The thin film of microscopic phytoplankton found on Earth's oceans plays a disproportionately important role in carrying it out: forming less than 1% of global biomass, phytoplankton perform half of all photosynthesis – the reminder being carried out by terrestrial plants.
The biosphere and the carbon cycle
And because photosynthesis also takes carbon out of the air, the biosphere is at the centre of carbon's movement between the atmosphere, ocean and land, a phenomenon known as the carbon cycle.
Scientific interest in this topic is high because human activities are adding millions of extra tonnes of carbon to the air every year, a development with the side effect of causing the atmosphere to retain more heat and causing global warming.
So far the action of the biosphere within the carbon cycle absorbs about half of all the extra carbon.
What remains unknown is whether the biosphere will continue to moderate the worst effects of climate change in this way or if the carbon cycle itself will be disrupted as global warming accelerates, altering land and sea habitats faster than life can adapt.
To reduce uncertainty, researchers seeking to model the most likely future path of climate change need to include the biosphere within their calculations, and that means it needs to be parameterised to a high level of detail on a global basis.
Measuring photosynthesis from space
Earth observation multi-spectral instruments such as Envisat's Medium Resolution Imaging Spectrometer (MERIS) help measure the planet's primary production as it occurs, detecting chlorophyll concentration over both land and ocean. MERIS was optimised for detecting ocean colour – local chlorophyll-producing phytoplankton levels can vary by a factor of a thousand – but can also chart the cover of different vegetation types and their leaf area, overall density and health.

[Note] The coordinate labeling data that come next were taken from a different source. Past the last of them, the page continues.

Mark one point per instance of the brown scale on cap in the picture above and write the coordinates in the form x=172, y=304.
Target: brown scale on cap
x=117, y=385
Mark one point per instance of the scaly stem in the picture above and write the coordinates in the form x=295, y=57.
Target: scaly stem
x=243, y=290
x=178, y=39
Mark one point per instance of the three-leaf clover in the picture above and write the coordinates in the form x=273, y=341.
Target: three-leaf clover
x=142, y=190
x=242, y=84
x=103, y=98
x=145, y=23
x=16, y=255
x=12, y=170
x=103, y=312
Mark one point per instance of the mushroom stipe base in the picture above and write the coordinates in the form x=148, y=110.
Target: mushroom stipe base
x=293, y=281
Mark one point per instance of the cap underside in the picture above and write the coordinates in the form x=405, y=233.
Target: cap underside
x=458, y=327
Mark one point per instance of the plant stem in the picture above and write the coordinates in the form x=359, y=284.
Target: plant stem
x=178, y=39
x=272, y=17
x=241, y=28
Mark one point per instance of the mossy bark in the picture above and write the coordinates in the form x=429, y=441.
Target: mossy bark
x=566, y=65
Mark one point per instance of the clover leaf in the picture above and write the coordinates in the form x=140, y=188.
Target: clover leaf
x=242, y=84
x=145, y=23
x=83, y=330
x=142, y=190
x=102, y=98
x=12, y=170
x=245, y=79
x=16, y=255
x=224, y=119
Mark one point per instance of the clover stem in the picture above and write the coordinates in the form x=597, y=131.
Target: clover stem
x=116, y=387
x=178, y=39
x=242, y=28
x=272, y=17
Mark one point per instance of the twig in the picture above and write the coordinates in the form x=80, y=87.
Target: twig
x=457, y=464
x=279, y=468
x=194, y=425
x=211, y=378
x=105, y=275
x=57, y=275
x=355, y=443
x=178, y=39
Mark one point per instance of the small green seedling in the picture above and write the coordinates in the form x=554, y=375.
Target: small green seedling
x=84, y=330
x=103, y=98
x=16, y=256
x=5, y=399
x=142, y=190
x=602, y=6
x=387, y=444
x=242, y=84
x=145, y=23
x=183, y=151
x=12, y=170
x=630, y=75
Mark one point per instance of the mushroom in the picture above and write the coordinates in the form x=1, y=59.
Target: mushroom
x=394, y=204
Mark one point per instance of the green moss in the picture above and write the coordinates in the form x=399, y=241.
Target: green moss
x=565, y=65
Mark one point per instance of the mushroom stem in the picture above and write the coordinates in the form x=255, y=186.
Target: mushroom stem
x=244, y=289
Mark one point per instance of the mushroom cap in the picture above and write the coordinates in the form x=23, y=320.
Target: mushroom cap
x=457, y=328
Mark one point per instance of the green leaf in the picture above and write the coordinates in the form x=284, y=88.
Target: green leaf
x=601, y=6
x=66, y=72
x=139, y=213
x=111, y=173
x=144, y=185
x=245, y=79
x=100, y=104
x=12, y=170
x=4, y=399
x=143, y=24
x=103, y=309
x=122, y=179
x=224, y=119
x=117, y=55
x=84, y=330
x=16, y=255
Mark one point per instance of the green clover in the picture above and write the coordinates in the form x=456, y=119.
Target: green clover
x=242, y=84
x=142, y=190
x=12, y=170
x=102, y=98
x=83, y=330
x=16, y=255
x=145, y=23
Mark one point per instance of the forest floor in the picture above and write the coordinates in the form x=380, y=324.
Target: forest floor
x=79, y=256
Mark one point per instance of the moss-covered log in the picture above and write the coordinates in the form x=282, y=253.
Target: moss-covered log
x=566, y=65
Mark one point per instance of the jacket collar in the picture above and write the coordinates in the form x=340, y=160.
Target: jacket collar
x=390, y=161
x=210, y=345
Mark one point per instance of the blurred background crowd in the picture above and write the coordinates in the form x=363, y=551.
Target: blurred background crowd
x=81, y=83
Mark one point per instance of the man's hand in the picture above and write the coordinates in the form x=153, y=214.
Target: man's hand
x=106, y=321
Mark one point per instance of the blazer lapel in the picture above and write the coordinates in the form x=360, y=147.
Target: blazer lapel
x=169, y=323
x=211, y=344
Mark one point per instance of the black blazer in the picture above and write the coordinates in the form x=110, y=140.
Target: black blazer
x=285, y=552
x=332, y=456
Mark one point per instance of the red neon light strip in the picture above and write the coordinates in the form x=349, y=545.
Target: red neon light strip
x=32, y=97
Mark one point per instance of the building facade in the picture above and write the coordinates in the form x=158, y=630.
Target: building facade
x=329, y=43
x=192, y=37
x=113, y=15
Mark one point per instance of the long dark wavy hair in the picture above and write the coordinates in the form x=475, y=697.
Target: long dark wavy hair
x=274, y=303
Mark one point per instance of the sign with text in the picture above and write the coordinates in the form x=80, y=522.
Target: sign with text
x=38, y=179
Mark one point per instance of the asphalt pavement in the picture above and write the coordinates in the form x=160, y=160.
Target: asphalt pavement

Supplementing MERIS observations, radar instruments can see through clouds and darkness to provide continuous coverage of the land surface, in particular being used to map forest coverage.
The United Nations Environment Programme has recently used Earth observation results coupled with climate data to show that the energy created by plants using photosynthesis minus energy used for respiration increased globally by 6% during the last two decades.
However the picture was not so good in the oceans, where excess nitrogen run-off from agriculture, industry and sewage has caused runaway phytoplankton growth, eventually leading to around 150 deoxygenated 'dead zones' where no life can survive, some extending across up to 70 000 sq km.